In this work, the variations we detected in the QC parameters acquired in the 13th month of observation suggested the need for a technical intervention. Probably, the worsening of the image quality, due to the increase of noise and the decrease of uniformity was caused by the deterioration of the aluminium-copper filter placed in front of the exit port of the source32. Among the parameters considered, these factors can directly influence the voxel value, the parameters related to the X-ray tube output and the reconstruction phase.

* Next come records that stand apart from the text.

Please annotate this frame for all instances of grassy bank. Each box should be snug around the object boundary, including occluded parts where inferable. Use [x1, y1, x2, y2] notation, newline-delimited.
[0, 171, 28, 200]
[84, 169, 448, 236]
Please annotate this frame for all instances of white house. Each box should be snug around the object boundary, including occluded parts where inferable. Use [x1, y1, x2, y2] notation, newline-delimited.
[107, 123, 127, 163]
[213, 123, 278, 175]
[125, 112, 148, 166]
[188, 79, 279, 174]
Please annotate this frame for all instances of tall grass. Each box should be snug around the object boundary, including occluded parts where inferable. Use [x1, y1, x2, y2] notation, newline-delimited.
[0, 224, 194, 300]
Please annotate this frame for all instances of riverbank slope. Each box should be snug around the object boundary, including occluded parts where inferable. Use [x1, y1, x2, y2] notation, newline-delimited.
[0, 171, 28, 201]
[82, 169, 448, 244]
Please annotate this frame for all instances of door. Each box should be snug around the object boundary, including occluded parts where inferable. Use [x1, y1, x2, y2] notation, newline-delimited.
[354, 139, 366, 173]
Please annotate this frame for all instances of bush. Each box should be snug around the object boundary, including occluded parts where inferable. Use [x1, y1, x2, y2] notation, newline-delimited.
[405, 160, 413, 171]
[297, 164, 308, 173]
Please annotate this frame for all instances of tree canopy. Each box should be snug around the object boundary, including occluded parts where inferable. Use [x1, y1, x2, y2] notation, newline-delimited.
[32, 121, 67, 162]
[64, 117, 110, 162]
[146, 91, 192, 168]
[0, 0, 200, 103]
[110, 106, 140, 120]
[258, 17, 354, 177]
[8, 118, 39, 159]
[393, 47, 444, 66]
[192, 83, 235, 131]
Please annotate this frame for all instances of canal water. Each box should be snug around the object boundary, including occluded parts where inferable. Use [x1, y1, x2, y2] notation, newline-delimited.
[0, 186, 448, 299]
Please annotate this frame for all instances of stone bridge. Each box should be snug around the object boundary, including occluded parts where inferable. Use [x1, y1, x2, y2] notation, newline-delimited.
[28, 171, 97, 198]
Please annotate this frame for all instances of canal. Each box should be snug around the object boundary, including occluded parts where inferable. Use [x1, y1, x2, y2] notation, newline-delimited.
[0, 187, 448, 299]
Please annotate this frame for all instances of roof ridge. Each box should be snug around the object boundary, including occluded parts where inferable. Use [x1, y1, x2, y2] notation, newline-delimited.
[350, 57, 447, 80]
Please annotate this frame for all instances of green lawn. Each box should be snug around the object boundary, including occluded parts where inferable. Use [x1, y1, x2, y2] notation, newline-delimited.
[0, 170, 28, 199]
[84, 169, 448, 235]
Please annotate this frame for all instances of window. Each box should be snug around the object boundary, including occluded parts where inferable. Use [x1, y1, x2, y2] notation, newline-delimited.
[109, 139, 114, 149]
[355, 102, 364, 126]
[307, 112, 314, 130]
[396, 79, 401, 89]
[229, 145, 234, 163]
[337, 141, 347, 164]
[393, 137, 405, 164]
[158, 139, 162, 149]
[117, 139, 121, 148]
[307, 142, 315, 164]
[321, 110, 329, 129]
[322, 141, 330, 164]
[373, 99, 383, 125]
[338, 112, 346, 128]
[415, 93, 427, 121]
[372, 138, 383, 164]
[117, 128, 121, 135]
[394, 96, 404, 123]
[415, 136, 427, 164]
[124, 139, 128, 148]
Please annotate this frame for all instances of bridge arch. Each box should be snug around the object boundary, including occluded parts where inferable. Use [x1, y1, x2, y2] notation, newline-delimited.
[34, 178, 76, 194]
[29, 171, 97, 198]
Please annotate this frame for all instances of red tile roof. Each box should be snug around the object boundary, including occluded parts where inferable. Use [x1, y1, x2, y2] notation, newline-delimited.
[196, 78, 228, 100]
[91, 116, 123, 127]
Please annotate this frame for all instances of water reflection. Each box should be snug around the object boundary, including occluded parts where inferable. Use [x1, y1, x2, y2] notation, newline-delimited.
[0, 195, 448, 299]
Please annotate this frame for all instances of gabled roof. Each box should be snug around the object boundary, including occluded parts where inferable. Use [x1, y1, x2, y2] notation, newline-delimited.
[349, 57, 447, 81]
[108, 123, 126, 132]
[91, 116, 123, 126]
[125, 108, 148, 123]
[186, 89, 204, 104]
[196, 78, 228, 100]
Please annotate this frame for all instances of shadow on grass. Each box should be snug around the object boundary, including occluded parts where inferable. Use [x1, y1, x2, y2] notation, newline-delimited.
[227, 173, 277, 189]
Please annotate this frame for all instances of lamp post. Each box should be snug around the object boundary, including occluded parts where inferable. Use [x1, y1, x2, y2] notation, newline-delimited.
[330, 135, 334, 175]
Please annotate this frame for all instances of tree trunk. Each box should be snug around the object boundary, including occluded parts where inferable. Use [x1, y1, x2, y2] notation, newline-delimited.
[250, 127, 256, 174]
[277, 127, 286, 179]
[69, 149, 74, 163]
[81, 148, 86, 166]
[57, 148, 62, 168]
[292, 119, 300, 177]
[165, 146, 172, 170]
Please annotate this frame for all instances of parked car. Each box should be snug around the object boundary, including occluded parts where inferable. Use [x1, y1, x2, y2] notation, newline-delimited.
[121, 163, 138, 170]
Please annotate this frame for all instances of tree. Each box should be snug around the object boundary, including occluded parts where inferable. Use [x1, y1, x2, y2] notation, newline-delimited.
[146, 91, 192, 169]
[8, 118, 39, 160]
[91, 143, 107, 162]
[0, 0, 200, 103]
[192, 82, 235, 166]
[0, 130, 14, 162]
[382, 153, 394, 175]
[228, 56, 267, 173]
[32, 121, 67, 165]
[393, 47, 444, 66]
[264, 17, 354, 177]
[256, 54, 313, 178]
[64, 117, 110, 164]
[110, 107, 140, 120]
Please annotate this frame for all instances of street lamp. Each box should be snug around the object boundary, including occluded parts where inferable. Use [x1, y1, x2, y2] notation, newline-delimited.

The retrospective analysis on data from healthy lungs confirmed that alterations in the micro-CT system (e.g. CT scanner reconstruction’s algorithm and calibration, X-ray tube output, possible artefacts, etc.) impaired the post-processing phase. In pulmonary preclinical research, minor changes, if not immediately identified, negatively influence the lung segmentation process and the following densitometric quantification of disease progression or drug efficacy evaluation. For this reason, the ongoing monitoring of QC parameters is essential to ensure robust and reliable results during longitudinal studies, when the same animal is scanned weekly by micro-CT.

In addition, since the timing and the huge number of animals used in preclinical studies are leading to the integration of Artificial Intelligence models in pursuit of a completely standalone segmentation process45, the implementation of precise quality control procedures become mandatory.

To conclude, in this work we present a feasible and detailed operator-independent procedure for Quality Control of a micro-CT scanner, based on the acquisition of commercial QC phantoms, which any imaging facility could potentially integrate into their routine activities.